Quedamos en vernos en un hotel de
carretera, el mismo en el que aquella vez no entramos por vergüenza. Eran otros
tiempos, éramos mucho más jóvenes.
Ella ha llegado tarde aunque sabe que no me gusta esperar.
Antes de entrar me da dos besos. Uno por mejilla. Cuando el recepcionista nos entrega la llave
ella mira hacia otro lado. Tenemos reservada la habitación 104. Tomamos el ascensor sin cogernos de la mano. Solo nos tocamos cuando por fin comenzamos el rito de quitarse la ropa, en
silencio, lentamente pero sin pausa hasta que, desnudos, nos tumbamos sobre la cama sin deshacer y follamos un par de veces,
con la luz encendida y con una furia y una pasión olvidada. Como dos
adolescentes. La segunda vez me pide que me corra sobre su cara. Obedezco con una satisfacción en otros momentos reprimida.
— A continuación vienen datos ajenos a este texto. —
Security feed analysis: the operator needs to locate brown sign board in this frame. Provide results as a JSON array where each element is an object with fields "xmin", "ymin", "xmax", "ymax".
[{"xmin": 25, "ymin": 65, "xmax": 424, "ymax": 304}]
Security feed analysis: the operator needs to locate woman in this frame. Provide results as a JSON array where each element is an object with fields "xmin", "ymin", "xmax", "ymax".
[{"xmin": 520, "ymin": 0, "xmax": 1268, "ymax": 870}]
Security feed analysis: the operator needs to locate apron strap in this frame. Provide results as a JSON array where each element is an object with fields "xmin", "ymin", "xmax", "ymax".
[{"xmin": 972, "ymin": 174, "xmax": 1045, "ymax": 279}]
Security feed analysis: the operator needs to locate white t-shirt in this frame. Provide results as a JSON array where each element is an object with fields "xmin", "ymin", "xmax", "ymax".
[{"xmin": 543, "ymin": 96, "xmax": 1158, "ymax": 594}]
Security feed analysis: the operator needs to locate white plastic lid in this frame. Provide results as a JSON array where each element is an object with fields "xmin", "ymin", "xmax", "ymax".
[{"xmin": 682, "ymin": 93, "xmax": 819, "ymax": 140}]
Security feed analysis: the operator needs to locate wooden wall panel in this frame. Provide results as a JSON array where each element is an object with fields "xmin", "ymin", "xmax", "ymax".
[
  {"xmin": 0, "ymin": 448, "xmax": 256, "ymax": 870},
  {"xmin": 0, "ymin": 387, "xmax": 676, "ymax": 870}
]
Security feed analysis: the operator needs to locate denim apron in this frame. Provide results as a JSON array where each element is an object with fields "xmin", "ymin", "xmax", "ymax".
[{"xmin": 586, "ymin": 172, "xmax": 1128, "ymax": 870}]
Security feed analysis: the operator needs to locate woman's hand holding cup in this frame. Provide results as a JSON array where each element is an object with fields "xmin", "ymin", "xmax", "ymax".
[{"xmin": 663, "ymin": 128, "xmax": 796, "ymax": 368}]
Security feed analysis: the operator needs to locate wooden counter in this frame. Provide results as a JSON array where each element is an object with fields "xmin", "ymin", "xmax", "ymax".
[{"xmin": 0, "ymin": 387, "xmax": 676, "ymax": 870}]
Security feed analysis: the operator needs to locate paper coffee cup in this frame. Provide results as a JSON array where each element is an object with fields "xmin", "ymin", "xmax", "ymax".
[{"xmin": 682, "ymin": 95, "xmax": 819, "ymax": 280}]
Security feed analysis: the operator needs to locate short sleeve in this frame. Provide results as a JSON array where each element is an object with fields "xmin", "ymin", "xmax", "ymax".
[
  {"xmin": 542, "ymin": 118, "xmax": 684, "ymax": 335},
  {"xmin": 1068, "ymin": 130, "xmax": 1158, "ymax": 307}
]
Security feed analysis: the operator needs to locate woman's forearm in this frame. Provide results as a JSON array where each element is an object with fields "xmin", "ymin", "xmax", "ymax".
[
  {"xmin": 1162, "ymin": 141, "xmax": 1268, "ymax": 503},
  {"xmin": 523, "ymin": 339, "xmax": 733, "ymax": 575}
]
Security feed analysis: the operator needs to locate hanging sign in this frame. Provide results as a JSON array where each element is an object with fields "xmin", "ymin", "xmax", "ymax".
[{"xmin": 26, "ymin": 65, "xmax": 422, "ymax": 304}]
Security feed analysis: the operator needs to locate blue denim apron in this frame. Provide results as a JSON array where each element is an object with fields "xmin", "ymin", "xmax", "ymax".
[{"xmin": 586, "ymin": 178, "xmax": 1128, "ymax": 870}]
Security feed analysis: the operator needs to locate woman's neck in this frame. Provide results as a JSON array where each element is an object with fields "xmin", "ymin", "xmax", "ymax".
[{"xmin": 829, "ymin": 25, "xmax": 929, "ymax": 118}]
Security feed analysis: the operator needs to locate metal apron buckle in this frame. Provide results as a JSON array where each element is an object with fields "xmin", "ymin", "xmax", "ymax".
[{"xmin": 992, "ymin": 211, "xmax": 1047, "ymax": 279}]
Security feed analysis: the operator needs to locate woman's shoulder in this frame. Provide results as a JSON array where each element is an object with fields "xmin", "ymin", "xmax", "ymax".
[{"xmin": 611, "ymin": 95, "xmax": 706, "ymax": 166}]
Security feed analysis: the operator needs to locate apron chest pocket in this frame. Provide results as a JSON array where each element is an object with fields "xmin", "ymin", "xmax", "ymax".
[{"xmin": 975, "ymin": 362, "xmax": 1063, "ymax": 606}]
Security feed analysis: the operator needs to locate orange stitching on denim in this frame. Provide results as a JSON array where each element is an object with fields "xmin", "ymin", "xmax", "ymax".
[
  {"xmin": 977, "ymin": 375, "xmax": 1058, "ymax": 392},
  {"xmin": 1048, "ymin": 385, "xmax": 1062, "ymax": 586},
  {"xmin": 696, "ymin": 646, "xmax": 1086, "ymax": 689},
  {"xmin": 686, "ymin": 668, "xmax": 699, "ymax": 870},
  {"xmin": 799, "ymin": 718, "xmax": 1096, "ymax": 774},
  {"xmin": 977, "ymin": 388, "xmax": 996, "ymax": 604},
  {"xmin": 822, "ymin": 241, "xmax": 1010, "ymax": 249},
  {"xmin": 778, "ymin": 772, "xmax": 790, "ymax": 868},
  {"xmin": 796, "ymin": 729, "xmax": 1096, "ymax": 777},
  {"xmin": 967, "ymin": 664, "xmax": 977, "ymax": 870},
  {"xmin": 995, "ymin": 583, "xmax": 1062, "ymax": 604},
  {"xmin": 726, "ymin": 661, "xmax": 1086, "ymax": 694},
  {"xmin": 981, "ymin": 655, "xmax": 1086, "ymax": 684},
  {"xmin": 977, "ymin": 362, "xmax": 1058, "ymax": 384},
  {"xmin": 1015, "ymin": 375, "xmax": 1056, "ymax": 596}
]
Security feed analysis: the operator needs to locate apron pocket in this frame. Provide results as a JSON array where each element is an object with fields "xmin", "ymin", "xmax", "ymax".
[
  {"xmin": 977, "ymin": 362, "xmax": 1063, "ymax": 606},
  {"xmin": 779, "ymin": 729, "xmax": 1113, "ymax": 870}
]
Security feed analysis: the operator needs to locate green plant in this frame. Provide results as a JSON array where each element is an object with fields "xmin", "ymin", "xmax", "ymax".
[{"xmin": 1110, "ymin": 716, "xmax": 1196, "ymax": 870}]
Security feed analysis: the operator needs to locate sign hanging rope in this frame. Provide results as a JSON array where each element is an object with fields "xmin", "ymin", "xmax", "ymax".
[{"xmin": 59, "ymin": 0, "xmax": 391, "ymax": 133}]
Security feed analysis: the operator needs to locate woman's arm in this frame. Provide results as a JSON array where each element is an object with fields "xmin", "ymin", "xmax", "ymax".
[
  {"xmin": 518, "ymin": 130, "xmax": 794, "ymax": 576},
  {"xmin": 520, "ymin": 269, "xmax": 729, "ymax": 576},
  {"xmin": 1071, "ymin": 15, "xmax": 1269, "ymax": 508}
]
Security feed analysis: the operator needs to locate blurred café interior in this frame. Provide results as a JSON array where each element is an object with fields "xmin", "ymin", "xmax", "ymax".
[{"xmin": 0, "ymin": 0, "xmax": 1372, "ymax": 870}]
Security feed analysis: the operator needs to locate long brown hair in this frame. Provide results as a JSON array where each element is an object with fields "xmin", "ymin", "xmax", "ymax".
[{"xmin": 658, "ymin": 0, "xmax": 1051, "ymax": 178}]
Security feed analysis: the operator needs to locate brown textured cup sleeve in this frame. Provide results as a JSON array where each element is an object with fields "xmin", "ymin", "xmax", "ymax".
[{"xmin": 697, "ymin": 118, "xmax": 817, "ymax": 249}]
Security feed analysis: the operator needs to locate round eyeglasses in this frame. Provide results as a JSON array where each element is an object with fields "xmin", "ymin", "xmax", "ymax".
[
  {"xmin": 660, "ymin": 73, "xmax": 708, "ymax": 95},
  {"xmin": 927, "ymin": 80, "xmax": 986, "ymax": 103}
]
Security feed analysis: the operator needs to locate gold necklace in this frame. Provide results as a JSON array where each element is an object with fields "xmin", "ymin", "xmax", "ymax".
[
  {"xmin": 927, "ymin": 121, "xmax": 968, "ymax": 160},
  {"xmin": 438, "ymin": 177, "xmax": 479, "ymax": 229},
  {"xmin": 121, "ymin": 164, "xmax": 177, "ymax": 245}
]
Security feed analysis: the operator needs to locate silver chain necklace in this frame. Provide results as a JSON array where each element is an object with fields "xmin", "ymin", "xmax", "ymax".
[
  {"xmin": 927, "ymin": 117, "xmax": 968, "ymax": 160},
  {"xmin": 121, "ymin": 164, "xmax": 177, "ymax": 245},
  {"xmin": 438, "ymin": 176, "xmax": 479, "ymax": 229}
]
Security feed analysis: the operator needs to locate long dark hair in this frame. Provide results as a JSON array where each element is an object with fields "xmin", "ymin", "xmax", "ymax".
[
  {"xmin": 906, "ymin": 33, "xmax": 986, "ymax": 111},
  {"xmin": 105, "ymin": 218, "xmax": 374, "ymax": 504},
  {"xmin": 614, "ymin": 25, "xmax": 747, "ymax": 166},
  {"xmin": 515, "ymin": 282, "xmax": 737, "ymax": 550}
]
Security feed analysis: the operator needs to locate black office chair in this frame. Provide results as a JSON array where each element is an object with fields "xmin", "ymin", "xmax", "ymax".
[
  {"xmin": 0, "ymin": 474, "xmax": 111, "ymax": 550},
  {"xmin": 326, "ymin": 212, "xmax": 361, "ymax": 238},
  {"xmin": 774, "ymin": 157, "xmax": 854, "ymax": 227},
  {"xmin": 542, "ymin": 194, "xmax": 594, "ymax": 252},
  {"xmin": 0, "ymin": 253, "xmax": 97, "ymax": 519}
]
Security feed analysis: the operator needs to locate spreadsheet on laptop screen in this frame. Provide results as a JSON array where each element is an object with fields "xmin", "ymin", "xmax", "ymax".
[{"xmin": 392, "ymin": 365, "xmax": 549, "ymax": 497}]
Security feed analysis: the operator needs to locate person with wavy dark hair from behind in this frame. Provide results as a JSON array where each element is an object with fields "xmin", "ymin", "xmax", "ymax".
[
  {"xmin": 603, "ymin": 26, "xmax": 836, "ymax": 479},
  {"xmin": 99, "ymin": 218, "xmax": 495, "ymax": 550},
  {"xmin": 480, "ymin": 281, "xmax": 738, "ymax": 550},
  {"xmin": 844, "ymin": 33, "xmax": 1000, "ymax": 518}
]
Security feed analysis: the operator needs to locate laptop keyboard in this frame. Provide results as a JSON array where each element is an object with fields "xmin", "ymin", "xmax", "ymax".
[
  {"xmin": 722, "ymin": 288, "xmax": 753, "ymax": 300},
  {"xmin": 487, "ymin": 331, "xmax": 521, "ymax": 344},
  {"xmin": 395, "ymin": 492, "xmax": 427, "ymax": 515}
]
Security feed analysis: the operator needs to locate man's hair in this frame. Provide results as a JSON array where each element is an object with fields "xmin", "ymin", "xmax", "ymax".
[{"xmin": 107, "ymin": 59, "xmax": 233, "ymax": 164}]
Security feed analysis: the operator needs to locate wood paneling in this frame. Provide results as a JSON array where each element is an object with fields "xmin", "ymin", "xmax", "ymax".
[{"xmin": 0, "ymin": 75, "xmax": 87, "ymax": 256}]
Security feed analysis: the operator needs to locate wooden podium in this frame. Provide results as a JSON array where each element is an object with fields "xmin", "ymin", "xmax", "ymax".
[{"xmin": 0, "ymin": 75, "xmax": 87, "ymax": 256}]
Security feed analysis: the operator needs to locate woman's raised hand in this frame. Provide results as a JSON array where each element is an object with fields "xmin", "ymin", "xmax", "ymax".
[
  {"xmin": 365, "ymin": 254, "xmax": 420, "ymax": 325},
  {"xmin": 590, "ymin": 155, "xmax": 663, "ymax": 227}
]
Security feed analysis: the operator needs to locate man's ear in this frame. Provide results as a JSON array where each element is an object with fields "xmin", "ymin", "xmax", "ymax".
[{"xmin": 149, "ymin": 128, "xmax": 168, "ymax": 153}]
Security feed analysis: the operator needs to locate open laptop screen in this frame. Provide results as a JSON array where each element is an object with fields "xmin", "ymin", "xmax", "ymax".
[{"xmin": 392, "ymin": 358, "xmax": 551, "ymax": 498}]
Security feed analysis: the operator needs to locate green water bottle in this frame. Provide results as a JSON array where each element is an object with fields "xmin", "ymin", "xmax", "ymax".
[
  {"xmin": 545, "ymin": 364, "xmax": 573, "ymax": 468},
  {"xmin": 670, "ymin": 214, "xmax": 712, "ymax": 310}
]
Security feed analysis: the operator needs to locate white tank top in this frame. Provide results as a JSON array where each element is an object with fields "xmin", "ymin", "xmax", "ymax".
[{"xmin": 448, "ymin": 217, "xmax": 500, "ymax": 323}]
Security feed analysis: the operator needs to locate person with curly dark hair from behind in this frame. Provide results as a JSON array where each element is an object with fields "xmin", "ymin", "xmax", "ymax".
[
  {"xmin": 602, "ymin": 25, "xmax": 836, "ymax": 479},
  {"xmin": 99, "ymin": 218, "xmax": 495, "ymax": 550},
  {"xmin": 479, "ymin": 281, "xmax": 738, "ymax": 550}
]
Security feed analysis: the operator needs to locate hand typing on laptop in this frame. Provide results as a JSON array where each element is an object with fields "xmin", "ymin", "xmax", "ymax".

Tras el torbellino de piernas, brazos, bocas, saliva y sudor ella
enciende un cigarrillo. Me ofrece una calada aunque sabe perfectamente que dejé
de fumar hace años. Es entonces cuando comienza a hablar de sus hijos, del trabajo que tuvo que dejar cuando quedó embarazada, de su vida vacía. Pero en ningún momento menciona un marido. La escucho en silencio sin entender nada. Cuando
queda dormida yo quedo mirando al techo, confuso.